Saturday, February 3, 2018

Michael Powell and Emeric Pressburger | I Know Where I'm Going!

by Douglas Messerli

Michael Powell and Emeric Pressburger (writers and directors) I Know Where I’m Going! / 1945

Joan Webster (Wendy Hiller), the stubborn, strong-minded young woman of Michael Powell’s and 
Emeric Pressburger’s 1945 film, I Know Where I’m Going! almost sets herself up, from the very beginning of this film, for a comeuppance, despite her surety.
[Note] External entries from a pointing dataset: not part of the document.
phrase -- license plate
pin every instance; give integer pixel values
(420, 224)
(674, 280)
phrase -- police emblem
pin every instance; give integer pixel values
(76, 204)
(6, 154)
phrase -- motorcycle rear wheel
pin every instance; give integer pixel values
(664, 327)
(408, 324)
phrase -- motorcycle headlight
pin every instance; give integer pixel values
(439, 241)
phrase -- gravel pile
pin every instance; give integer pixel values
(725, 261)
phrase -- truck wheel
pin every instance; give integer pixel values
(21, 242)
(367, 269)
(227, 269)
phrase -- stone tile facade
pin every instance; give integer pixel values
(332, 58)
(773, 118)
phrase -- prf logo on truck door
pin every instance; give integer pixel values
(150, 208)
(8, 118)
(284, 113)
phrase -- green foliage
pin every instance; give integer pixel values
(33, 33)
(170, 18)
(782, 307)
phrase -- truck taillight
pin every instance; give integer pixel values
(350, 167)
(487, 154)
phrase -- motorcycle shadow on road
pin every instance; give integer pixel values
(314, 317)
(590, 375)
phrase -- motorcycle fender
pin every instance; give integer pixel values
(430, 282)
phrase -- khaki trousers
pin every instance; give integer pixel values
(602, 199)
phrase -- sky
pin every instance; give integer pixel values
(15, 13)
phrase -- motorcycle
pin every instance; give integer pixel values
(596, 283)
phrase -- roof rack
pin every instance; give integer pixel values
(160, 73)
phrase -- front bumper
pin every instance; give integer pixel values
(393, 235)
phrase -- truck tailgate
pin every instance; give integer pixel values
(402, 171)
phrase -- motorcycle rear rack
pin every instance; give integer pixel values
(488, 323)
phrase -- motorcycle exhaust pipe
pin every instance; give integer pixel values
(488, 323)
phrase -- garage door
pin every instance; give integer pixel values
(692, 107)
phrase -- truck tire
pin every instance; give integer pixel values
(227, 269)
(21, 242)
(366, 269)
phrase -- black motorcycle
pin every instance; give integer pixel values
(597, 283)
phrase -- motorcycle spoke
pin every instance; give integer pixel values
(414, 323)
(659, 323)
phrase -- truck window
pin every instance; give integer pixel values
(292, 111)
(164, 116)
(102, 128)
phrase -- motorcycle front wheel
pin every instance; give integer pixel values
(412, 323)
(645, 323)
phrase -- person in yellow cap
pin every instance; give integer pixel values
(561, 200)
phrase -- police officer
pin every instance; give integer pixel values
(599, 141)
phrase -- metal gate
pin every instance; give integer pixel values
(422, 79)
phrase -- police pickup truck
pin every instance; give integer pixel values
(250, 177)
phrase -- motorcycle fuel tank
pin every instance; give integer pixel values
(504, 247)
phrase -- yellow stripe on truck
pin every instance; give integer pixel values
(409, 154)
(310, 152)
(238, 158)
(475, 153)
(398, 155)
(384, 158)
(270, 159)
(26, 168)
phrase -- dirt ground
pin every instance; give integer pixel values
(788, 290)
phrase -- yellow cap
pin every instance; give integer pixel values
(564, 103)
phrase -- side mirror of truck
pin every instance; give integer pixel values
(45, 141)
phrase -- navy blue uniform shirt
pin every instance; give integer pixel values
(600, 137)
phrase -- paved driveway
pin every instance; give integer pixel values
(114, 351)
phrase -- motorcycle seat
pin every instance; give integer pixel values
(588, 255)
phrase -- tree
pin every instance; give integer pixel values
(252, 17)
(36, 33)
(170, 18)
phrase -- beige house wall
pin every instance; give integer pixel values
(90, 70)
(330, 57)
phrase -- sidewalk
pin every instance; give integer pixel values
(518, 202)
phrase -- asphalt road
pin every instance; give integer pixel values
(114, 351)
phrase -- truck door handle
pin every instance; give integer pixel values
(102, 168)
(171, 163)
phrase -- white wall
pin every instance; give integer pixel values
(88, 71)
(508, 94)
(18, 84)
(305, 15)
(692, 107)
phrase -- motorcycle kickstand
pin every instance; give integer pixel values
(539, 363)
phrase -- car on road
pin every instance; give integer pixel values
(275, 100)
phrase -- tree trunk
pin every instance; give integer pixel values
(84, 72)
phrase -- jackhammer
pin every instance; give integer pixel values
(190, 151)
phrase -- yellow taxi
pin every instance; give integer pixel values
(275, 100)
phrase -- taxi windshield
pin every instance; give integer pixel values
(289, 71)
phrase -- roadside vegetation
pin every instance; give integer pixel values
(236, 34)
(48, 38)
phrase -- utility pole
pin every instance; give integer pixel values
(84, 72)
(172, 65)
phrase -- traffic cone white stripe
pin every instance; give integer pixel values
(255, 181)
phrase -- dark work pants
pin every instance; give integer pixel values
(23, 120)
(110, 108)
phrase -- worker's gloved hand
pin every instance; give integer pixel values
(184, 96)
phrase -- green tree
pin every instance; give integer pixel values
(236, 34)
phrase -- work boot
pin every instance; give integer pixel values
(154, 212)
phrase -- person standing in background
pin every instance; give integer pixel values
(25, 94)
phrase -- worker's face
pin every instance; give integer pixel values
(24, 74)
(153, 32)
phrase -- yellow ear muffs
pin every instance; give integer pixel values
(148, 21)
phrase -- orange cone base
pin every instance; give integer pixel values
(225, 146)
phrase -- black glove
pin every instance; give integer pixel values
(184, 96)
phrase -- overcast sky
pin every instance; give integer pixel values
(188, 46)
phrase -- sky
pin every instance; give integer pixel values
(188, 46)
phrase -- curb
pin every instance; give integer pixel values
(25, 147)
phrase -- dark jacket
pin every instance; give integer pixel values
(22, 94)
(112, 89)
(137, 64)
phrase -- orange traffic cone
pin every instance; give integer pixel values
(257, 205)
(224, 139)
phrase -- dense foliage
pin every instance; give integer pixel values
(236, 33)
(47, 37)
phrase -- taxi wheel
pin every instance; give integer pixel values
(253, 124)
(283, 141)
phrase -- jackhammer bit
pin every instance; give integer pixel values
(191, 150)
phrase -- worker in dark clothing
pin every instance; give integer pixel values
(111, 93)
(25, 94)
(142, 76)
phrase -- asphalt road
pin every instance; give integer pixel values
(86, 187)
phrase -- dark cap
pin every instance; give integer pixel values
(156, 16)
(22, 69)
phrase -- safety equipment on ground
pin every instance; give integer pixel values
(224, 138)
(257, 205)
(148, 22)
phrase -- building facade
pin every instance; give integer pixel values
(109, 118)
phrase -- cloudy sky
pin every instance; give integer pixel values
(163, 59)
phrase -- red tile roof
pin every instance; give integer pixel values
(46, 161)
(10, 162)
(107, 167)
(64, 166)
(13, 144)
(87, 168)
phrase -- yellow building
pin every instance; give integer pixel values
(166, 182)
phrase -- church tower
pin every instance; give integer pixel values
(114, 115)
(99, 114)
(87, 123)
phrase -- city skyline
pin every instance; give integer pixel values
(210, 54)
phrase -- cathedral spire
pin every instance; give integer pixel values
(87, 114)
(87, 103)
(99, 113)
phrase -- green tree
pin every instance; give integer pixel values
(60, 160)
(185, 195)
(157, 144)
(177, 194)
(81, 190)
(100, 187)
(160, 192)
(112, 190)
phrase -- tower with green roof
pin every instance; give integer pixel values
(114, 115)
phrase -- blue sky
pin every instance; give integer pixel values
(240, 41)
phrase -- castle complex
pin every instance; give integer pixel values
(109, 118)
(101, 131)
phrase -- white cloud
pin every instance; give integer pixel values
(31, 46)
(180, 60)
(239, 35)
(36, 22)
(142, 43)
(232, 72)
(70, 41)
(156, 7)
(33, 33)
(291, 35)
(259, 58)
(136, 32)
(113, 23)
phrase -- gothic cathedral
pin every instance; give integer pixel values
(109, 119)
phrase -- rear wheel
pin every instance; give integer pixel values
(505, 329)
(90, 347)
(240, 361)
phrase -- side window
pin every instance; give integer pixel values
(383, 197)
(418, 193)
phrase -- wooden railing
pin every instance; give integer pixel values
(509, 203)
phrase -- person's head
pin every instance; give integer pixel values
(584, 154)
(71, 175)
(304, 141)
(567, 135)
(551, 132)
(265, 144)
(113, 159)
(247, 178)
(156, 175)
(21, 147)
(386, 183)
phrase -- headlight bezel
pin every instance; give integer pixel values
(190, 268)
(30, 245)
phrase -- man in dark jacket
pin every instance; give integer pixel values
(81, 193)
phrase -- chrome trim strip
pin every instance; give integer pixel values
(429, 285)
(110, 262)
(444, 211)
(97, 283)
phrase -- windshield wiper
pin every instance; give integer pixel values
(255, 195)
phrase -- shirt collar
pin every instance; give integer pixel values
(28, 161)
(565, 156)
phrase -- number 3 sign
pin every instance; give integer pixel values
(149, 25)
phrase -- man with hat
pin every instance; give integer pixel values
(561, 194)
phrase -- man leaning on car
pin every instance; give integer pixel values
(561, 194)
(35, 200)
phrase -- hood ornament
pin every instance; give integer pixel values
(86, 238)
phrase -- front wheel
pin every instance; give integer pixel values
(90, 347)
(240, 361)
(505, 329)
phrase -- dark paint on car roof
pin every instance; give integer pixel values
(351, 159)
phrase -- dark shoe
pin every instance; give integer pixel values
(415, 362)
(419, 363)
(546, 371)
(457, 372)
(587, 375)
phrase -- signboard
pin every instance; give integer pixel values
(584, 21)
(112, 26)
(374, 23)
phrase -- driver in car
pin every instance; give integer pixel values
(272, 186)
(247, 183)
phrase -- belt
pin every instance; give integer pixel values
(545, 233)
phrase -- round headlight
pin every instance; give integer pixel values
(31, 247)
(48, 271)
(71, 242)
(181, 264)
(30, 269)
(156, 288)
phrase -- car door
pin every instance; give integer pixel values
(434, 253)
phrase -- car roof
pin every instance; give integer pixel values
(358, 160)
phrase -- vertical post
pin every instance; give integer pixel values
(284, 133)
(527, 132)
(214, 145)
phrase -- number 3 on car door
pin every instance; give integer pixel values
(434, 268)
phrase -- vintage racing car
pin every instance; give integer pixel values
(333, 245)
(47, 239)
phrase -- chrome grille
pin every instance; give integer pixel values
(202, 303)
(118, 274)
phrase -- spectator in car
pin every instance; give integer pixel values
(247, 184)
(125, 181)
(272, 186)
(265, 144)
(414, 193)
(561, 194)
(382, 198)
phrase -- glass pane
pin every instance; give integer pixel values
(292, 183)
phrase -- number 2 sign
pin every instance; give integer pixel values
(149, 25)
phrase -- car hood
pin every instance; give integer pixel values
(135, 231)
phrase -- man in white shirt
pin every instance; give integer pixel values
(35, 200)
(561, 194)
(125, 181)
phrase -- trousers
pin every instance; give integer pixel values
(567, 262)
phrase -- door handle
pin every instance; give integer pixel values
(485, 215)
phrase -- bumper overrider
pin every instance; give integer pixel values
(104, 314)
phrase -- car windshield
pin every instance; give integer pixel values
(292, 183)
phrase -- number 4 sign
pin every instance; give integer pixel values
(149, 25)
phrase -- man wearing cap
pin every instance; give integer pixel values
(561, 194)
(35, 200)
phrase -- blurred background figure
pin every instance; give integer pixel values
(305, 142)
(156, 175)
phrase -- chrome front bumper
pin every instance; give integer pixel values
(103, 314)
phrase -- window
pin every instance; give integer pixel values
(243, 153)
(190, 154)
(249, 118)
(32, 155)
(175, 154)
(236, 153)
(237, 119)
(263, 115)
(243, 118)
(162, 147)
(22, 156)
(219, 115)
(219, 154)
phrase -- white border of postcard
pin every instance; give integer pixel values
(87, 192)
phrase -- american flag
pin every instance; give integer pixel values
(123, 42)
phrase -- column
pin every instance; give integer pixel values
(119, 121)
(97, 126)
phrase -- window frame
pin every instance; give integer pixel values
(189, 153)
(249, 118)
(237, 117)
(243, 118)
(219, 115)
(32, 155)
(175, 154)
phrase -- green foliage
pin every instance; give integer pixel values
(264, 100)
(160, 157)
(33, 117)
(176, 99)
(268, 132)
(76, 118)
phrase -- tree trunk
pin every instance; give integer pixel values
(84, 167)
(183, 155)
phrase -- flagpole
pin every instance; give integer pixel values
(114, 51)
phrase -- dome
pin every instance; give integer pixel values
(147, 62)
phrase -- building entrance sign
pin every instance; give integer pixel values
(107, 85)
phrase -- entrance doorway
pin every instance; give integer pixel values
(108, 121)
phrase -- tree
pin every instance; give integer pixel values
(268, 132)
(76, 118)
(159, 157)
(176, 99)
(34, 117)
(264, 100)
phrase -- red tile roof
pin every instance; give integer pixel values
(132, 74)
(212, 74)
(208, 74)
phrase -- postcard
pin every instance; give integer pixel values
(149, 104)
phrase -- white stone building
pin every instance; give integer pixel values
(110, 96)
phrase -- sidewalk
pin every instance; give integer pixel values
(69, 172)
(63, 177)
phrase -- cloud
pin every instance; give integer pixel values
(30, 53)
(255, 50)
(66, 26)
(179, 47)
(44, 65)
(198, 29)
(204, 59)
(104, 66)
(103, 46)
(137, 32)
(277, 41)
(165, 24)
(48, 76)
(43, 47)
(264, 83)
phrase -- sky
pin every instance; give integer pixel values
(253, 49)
And already, as she announces to her “darling” elderly father that she intends to marry a man almost his age, Sir Robert Bellinger, we also know that she has utterly no idea about where she might actually be going.
      As a matter of fact, she is going to a completely new world, to the (mythical) island of Kiloran in the Scottish Hebrides aboard a first-class train car (paid for by the wealthy Bellinger) and various other methods of transportation, including a boat, upon which she meets the charming and utterly straight-forward naval officer, Torquil MacNeil.
      Because of fog, she is delayed in traveling to Kiloran, and the two must remain on the nearby 
island of Mull, where MacNeil takes her to the house of his friend, Catriona, a married woman whose husband is away on military duty and her children are at school. Like Joan, Catriona is a strong-willed woman, who has a number of afghan dogs, and is far more eccentric than Joan. Catriona and Torquil are evidently childhood friends, and we suspect as Peter Bradshaw wrote in The Guardian, that they may have once been lovers. She certainly greets Torquil, as well as the surprise guest, with open arms and they now have a safe, dry place to spend the night—or as it turns out to be, since during that night a storm has come up, for several days.
      During that duration, Torquil shows her around Mull, including a local celebration, replete with dancing and Gaelic singing and a visit to a local castle, which Torquil reveals is owned by his family, but is himself unable to enter since generations earlier it had been doomed by one of his ancestor’s failed marriage.
     Gradually, it becomes apparent, Joan becomes enchanted with Mull’s landscape and inhabitants. If nothing else, we become charmed through Powell’s and Pressburger’s beautiful black-and-white representation of it. And, despite Joan’s future husband’s wealth, she discovers that it is her naval officer friend, who truly owns the castle Bellinger is simply renting: Torquil, it becomes apparent from the Mull islander’s comments, is the true Laird of Kiloran, who as Catriona suggests, can no longer afford to live in his ancestral home.
     In this sense, we quickly perceive that the true royalty of these islands are people like Torquil and Catriona, not the fabulously wealthy Bellinger, who is merely a tenant.
     Clearly the head-strong Joan does not quite want to assimilate this fact, but the directors quietly help the audience to perceive that the more down-to-earth figures Joan has already met are far superior in heritage and demeanor that the lover, to whom she’s apparently determined to link herself simply because of his wealth. We never meet Bellinger, but we now most certainly dislike him, and know that if she does marry him she will never find happiness.
     Determined as ever, moreover, Joan convinces a poor boatman to take her out in the storm to get to Kiloran, even though everyone describes the voyage as treacherous, since between the two islands exists a deadly whirlpool whipped up by the storms. In her determination Joan risks not only her own life but that the young boatman.
     Discovering her absence, Torquil queries Catriona, who tells him what Joan has done. But just as he is about to dismiss her—Catriona herself, as Bradshaw has suggested, perhaps somewhat willing to see Joan’s departure as “good riddance”—his “old friend” reveals to him that Joan has left not to reach Bellinger, as much as to escape Torquil’s charms.
     Like a matinee hero, the navy man determines to save the day, himself steering the boat out of harm’s way. When the boat’s motor stalls, it appears that they will be sucked into the maelstrom, but Torquil succeeds, at the last moment, in restarting the engine, and they move forward out of the eye of the whirlpool—an event as exciting as nearly any scene in adventure films.
      So, it seems, Joan is off to marry her “sugar-daddy,” and as we now perceive, to ruin her young life. Yet suddenly she re-appears on the island of Mull with three pipers, ready to marry her new-found love. The curse of the Mull castle has been lifted, and together they enter it anew.
      Combining a pure romance, with lovely, documentary-like footage, with a bit of an adventure story, the directors have created a lovely fable of how the Scottish once more (as in Whiskey Galore! and Local Hero) undermine British resolve with charm and understatement.